我が家の水回りは呪われている。しかも「水回りに不具合」といえば、通常ならば水が出ないとか排水が詰まったとか、水に関するトラブルがほとんどだが、ウチは違う。水回り——つまり、風呂場やトイレの”備品”に不具合が生じるのである。
思い返せば入居して間もない頃、風呂場のガラスドアが外れた。外国仕様の洒落たバスルームは、透明な分厚い一枚ガラスで仕切られているのだが、そんな数十キロもある重たいガラスであるにもかかわらず、天井に設置されたレールから吊るされているだけ・・しかもたった二か所を、両面テープで挟む形で固定しているのだから、ガラスが落ちないほうがおかしい。

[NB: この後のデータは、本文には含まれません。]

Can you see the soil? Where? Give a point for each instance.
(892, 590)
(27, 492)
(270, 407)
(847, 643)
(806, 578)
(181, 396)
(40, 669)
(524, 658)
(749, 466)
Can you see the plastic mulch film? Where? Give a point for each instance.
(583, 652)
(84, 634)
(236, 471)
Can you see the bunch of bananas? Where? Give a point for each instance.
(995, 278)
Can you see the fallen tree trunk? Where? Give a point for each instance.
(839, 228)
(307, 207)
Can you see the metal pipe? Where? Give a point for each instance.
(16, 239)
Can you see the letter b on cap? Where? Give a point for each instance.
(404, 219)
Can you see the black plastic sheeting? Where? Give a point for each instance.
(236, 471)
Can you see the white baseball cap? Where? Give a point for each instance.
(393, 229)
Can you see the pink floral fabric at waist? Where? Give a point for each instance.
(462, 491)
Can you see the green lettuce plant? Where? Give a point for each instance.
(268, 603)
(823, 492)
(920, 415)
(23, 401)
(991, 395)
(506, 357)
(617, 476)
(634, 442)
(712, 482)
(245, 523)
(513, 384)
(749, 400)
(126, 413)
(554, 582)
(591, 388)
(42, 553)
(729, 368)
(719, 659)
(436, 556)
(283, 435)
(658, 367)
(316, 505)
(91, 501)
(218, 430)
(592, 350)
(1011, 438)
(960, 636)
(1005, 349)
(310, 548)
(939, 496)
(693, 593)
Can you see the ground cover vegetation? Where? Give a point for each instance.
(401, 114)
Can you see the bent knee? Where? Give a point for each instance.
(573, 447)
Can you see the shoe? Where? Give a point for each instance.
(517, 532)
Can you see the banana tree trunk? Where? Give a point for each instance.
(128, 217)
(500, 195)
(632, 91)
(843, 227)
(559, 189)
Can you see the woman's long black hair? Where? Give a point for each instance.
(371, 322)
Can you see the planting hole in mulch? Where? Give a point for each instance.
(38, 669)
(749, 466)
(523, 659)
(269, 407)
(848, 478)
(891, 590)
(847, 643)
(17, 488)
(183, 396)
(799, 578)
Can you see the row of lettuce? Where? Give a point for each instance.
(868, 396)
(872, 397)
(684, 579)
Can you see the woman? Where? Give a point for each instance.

おまけに、海外仕様のバスルーム・・すなわちバスタブしか存在しないため、バスタブの縁の高さまでガラスが吊るされてある。何が言いたいのかというと、もしもそのガラスが外れたとすれば、バスタブの内側へと落下することになり、その際にシャワーでも浴びていようものなら——想像しただけで背筋がゾッとする。
風呂場ついでに文句を言うならば、バスタブしかない洒落たシャワールームに設置されたシャワーヘッドには、8個の穴しか存在しなかった。これもすべて「見た目のオシャレさ」を優先した結果なのだが、たった8個の穴で、思い切りシャワーを浴びることなど不可能。
すぐさまホームセンターで、日本製のシャワーヘッド(言うまでもなく、穴のたくさん空いているやつ)を購入し、おフランス製の貧弱野郎と交換してやったのである。
*
そんなわけで、今回の不具合は「トイレのリモコン」だ。ウォシュレットや便器洗浄の際に、手元のリモコンボタンにて操作を行うわけだが、数日前からリモコンに異常が見られるようになった。
(あれ?表示が消えた・・と思ったら、ついた)
なぜか、ボタンを押した瞬間にディスプレイが真っ黒になったかと思うと、再び通常の画面に戻る・・という、いわゆる接触不良のような状態が起こり始めたのだ。
念のため電池交換するも変化はなし——おかしいな、このリモコンって確か一年前に交換したばかりじゃなかったっけ。
そう、あの時もリモコンが使用できなくなったことで業者を依頼した。だがあれは、便座の付け根にできた亀裂がちょうどセンサー部分だったため、ウォシュレット本体側が赤外線を受信できなくなったことが原因で、それらの機能が使えなくなったのだ。しかしながら今回は違う。
素人のわたしが見ても、明らかにリモコン内部の接触不良であり、しかも赤外線を送信する際に不具合が生じている様子。その証拠に、「時刻設定」などのリモコン本体の表示に影響はない。ただ、洗浄やビデなどセンサーを送る必要のある場合のみ、ディスプレイがブラックアウトするのだ。
ちなみにこのトイレ、他の居住者宅とは異なる製品が設置されている。何を隠そう、我が家のトイレは「タンク付き」なのだ。マンション最上階であるにもかかわらず、増圧ポンプ未設置のため水圧が弱い我が家では、当初備え付けられていた「タンクレストイレ」だと洗浄が不完全となる場合が多かった。
そこで交渉の末、タンク付きトイレを手に入れたのである。その後は、洗浄に関してはスムーズかつ強力に流れていくため、非常に満足していたわけだが、ウォシュレットの不具合・・しかも、部品破損やセンサー不良といった、備品のトラブルによる故障に見舞われるようになった。
しかも、経年劣化と呼ぶには早すぎるスピードで壊れていくわけで——。
そういえば、新品のエアコンから冷たい空気が出ないとか、人感センサーが無駄に反応し過ぎるとか、電気系統の不具合が多いのも我が家の特徴。
(あれ?これってもしかして・・わたしが原因?!)
*
それにしても、たかがウォシュレットとはいえ、今まで使用できていたものが急に使えなくなると、予想以上に不便を感じるものである。
たまに、公共施設や飲食店のトイレでウォシュレットが故障していることがあるが、あれですら「チッ」と舌打ちしたくなるというのに、生活の拠点である自宅のウォシュレットが使用できない——しかも、本体側の事情ではなくリモコン側の問題という、なんとも歯がゆい苛立ちは看過できない。
ちなみに、電池を外してリモコンをリセットすると、稀にセンサーが反応する・・という事象を発見したわたしは、「ウォシュレットが使えない!」と騒ぐわりに、じつは密かに使用していたりするのである。